Election daily: Don’t mention the w… ipeout

8 days to go…


LABOUR Party candidates are re-thinking expectation management as the final knockings of this year’s council election campaigns approach. There is apparent internal concern that while the team are still very confident of taking new seats, failing to advance from the current majority of 24 next week would suddenly start to look like some kind of failure for the relatively new leader Georgia Gould, after all the talk of a wipeout victory in Camden.

The idea that viewing a 24-seat majority, still a vice-like grip on the council chamber, as a downer is a curious thought, but the most superstitious are eager that the party does not over bet in these last days of campaigning.

“By telling people we can take nearly every seat, we are now playing into a narrative of how we want to crush democracy,” says one fairly well-placed insider. “Quietly confident would be the better option, and then see what happens.”

You’d need someone with a psychology degree to decipher all of the reverse mind games and boomerangs at play here.

Some of Jeremy Corbyn’s critics don’t want it to look easy to take the whole council at a time when the Labour leader is facing protests about anti-semitism in the Labour Party. A very large would win would also trigger: ‘We won because of Jeremy’ versus the ‘we won despite of Corbyn’.

Others think the hard work put in on the ground over the last few weeks goes unheralded if the story is set up in headline print as ‘Labour to win a landslide’, and then, as if it didn’t take any canvassing and organising, Labour does just that.

Then there are those who genuinely think the story of Labour advancing further than it ever has before in Camden is overblown, partly because of the threat of a protest Brexit vote, and partly because of immovable loyalties to particular candidates and parties among voters likely to actually participate in elections.

“I’m told a poll is coming out on Thursday which isn’t good for Labour in London,” tweeted the Guardian columnist Owen Jones, for a bit of late jitters. “It’s been a hellish few weeks for Labour.
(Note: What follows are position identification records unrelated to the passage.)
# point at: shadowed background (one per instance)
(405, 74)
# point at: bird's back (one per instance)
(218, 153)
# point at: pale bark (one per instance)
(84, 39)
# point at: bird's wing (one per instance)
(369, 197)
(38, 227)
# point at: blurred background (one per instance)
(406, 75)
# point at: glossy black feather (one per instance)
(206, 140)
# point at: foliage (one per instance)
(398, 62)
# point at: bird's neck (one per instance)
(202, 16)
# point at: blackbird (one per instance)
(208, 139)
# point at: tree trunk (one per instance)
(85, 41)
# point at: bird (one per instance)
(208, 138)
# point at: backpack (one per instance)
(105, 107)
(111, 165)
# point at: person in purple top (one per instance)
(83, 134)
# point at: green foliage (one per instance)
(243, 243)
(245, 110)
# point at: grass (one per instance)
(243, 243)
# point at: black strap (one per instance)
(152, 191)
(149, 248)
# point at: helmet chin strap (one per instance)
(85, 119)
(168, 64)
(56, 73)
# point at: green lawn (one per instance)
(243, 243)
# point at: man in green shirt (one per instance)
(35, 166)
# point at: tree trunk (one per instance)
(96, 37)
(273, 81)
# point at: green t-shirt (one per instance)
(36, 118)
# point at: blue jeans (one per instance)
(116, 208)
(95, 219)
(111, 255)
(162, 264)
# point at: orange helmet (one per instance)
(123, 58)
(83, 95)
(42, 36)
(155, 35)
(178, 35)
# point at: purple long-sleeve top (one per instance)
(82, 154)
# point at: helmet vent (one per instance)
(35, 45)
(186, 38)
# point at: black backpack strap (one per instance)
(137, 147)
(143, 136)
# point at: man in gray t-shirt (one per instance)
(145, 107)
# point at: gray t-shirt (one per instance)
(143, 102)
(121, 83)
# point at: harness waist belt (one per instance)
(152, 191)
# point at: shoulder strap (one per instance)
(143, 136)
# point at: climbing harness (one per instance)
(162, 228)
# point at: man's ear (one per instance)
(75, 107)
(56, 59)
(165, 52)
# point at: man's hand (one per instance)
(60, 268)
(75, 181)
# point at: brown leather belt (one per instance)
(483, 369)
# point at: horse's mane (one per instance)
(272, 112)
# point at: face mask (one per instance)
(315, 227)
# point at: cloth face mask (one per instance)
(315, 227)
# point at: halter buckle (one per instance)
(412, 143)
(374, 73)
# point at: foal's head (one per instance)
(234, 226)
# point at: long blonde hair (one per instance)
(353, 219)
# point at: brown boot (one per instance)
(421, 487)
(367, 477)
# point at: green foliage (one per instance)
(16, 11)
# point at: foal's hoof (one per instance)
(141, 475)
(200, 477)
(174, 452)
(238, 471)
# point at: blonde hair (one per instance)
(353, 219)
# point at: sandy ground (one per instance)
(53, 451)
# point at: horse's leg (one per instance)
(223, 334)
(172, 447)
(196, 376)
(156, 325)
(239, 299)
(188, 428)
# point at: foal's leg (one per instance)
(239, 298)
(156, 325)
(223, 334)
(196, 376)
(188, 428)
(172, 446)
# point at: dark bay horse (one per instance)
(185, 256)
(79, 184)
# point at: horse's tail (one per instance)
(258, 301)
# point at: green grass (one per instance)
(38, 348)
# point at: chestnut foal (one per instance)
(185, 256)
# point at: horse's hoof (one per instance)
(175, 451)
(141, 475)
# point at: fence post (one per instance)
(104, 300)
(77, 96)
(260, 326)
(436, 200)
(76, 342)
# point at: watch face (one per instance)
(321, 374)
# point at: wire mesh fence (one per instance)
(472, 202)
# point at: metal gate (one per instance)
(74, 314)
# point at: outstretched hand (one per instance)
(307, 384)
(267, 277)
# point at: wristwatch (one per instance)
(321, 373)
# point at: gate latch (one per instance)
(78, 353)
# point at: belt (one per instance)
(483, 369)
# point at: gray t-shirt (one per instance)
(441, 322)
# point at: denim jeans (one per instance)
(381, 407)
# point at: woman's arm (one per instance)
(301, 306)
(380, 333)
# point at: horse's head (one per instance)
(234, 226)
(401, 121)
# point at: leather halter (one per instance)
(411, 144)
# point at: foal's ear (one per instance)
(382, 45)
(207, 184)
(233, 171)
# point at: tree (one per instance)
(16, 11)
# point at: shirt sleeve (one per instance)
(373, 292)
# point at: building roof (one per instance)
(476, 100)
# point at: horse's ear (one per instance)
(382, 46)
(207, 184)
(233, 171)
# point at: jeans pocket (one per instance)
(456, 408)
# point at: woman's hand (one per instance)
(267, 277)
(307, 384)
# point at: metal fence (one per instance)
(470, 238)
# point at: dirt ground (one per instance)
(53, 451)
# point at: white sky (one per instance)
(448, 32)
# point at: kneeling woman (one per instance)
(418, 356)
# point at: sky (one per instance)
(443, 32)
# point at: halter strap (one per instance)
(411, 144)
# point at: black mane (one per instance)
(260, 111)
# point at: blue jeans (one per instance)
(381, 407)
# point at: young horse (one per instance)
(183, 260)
It’s not in the bag in the local elections. Not even close. This is a wake-up call. If you don’t vote and encourage others to vote, Labour will lose.”


WHEN the bookmakers first opened up their markets for this year’s local elections, Labour was pegged at 1/7 favourites to win a majority in Barnet (i.e. bet £7 to win a profit just £1). Again looking at the prices purely as a guide – don’t gamble – it must be slightly alarming for the party to see the odds drift right out to 6/4. This maybe some guesswork by the bookies who believe anti-semitism protests will in particular affect north London boroughs, eating into recent form guides. Maybe it is something else, but someone, somewhere has learned something to give them a wobble.




IN 2006, the Tories scalped a seat in the Highgate ward through Paul Barton, who perhaps was not expecting that he’d actually win and after a couple of years he stepped down. The Greens won the resulting by-election. Imagine, however, just imagine, if the Conservatives were to repeat the trick in the ward this time and Simone Finn was elected, or to call her by official title Baroness Finn, of Swansea.

There she’d be, Baroness Finn, a former special adviser to the government and a close friend of Michael Gove, on the red benches of the House of Lords in the daytime and arguing for weekly bin collections on the green seats of the council chamber at night. Sadly, the Baroness’s busy schedule meant she was unable to attend the hustings in Highgate last night, a petite affair organised by the Croftdown Residents Association which saw around 30 people on fold-up chairs. And with the Labour and Greens in intense combat in the ward, you’d have to be a wildcard gambler to bet on the Tories to win again here this time.

Hustings report coming up later.


OBVIOUSLY, my favourite journalists covering the neighbouring borough are the soaraway Islington Tribune’s Samantha Booth and Emily Finch, they’re great, but from afar I admire the way Ramzy Alwakeel edits the Islington Gazette. This week, rather than take a photo at a certain angle or pretend the hall was packed, the paper conceded the council elections it had organised had seen a “terrible turnout”. Not every paper would put it like that at about their own event. Fair play to him, I thought, and good on the paper for arranging one in the first place. It makes you wonder, beyond politicos and journalists, how many people in the wider public actually care that the council elections are… NEXT WEEK.


THE parties should be starting to get the first postal vote data. None of it can be reported here under electoral rules.


HERE’S two fresh-faced leaders to be in the Haverstock School sports hall in 2010 as Sarah Hayward and Georgia Gould celebrate seeing Camden Council back in Labour’s hands. Cllr Hayward took over the leadership of the council in 2012…

…and passed the baton on to Cllr Gould in 2017.